Parse::Marpa::ALGORITHM - Description of Parse::Marpa's Algorithm


Marpa is essentially the parser described in John Aycock and R. Nigel Horspool's "Practical Earley Parsing", The Computer Journal, Vol. 45, No. 6, 2002, pp. 620-630. This combines LR(0) with Jay Earley's parsing algorithm. His most accessible paper is J. Earley, "An efficient context-free parsing algorithm", Communications of the Association for Computing Machinery, 13:2:94-102, 1970.

The Aycock and Horspool paper is on the web (, unlike Earley's, and it summarizes Earley's very nicely. It is not, however, easy reading. I have a degree in the subject, and have been following this particular topic on and off for years. I'd also unsuccessfully attempted to work out many of the same problems myself, which gives me some advantage in understanding the issues that Aycock and Horspool solved. Nonetheless I found the Aycock and Horspool paper very difficult going.

The rest of this document describes only my improvements to the work of Aycock, Horspool and Earley, and does not repeat the details of the algorithm described in their papers and elsewhere. I focus on my improvements because they have not been documented previously. I hope the reader does not allow this to confuse him into thinking most of the algorithm in Marpa is mine. That's not correct. The major part of the algorithm, and not a few of the implementation ideas, are due to Aycock, Horspool and Earley.

My first improvement was to Aycock and Horspool's internal rewriting of the grammar. Aycock and Horspool call their rewriting NNF (Nihilist Normal Form). Earley's original algorithms had serious issues with nullable symbols and productions, and NNF fixes most of them. (A nullable symbol or production is one which could eventually parse out to the empty string.) Importantly, NNF also allows complete and easy mapping of the semantics of the original grammar to its NNF rewrite, so that NNF and the whole rewrite process can be made invisible to the user.

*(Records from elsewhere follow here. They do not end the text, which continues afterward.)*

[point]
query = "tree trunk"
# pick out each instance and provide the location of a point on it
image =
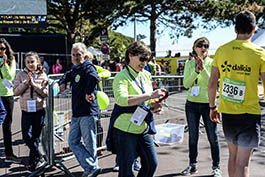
(153, 30)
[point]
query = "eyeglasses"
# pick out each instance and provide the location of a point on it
(30, 62)
(203, 45)
(143, 59)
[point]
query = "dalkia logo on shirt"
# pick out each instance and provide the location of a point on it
(235, 67)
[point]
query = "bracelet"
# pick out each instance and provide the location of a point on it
(213, 108)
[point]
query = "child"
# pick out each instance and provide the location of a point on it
(31, 85)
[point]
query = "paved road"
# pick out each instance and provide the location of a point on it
(172, 159)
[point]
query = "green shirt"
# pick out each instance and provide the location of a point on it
(102, 73)
(9, 73)
(203, 77)
(123, 86)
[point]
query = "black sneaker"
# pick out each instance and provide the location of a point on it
(189, 170)
(40, 162)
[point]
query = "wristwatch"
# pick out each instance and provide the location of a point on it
(213, 108)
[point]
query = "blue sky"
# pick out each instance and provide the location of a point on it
(216, 37)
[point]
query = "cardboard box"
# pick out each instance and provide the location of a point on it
(169, 133)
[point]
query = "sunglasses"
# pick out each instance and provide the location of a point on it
(30, 62)
(203, 45)
(143, 59)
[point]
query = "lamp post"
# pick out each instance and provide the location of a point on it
(135, 37)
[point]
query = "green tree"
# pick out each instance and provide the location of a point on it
(222, 13)
(173, 15)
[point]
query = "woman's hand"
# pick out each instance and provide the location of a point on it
(155, 106)
(29, 78)
(90, 98)
(215, 116)
(199, 64)
(158, 93)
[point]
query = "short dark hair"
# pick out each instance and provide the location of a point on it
(9, 51)
(245, 22)
(137, 48)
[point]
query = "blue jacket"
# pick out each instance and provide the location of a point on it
(2, 112)
(118, 110)
(84, 79)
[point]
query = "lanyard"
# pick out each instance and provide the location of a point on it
(1, 74)
(31, 88)
(136, 82)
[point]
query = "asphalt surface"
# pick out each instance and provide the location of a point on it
(172, 158)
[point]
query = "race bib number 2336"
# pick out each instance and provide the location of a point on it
(233, 91)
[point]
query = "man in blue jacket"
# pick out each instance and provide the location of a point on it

My problem with NNF grammar is that the rewritten grammar is exponentially larger than the original in the theoretical worst case, and I just don't like exponential explosion, even as a theoretical possibility in pre-processing. Furthermore, I think that in some cases likely to arise in practice (Perl 6 "rules" with significant whitespace, for example), the size explosion, while not exponential, is linear with a very large multiplier.

My solution was is Chomsky-Horspool-Aycock Form (CHAF). This is Horspool and Aycock's NNF, but with the further restriction that no more than two nullable symbols may appear in any production. (In the literature, the discovery that any context-free grammar can be rewritten into productions of at most a small fixed size is credited to Noam Chomsky.) The shortened CHAF production maps back to the original grammar, so that like NNF, the CHAF rewrite can be made invisible to the user. With CHAF, the theoretical worst behavior is linear, and in those difficult cases likely to arise in practice the multiplier is smaller.

My second improvement was to extend the scanning step of Earley's algorithm, and to introduce the "earleme" (named after Jay Earley). Previous implementations required the Earley grammar's input to be broken up into tokens, presumably by lexical analysis of the input using DFA's (deterministic finite automata, which are the equivalent of regular expressions when that term is used in the strictest sense). Requiring that the first level of analysis be performed by a DFA hobbles a general parser like Earley's.

Marpa loosens the restriction, by allowing the scanning phase of Earley's algorithm to add items not just to the current Earley set and the next one, but to any later Earley set. Since items can be scanned onto several different Earley sets, so that the input to the Earley scanning step no longer has to be deterministic. Several alternative scans of the input can be put into the Earley sets, and the power of Earley's algorithm harnessed to deal with the indeterminism.

In the new Marpa scanner, each scanned item has a length in "earlemes", call it l. If the current Earley set is i, a newly scanned Earley item is added to Earley set l+i. The earleme is the distance measured in Earley sets, and an implementation can sync earlemes up with any measure that's convenient. For example, the distance in earlemes may be the length of a string, as measured either in ASCII characters, or UNICODE graphemes. Another implementation may define the earleme length as the distance in a token stream, measured in tokens.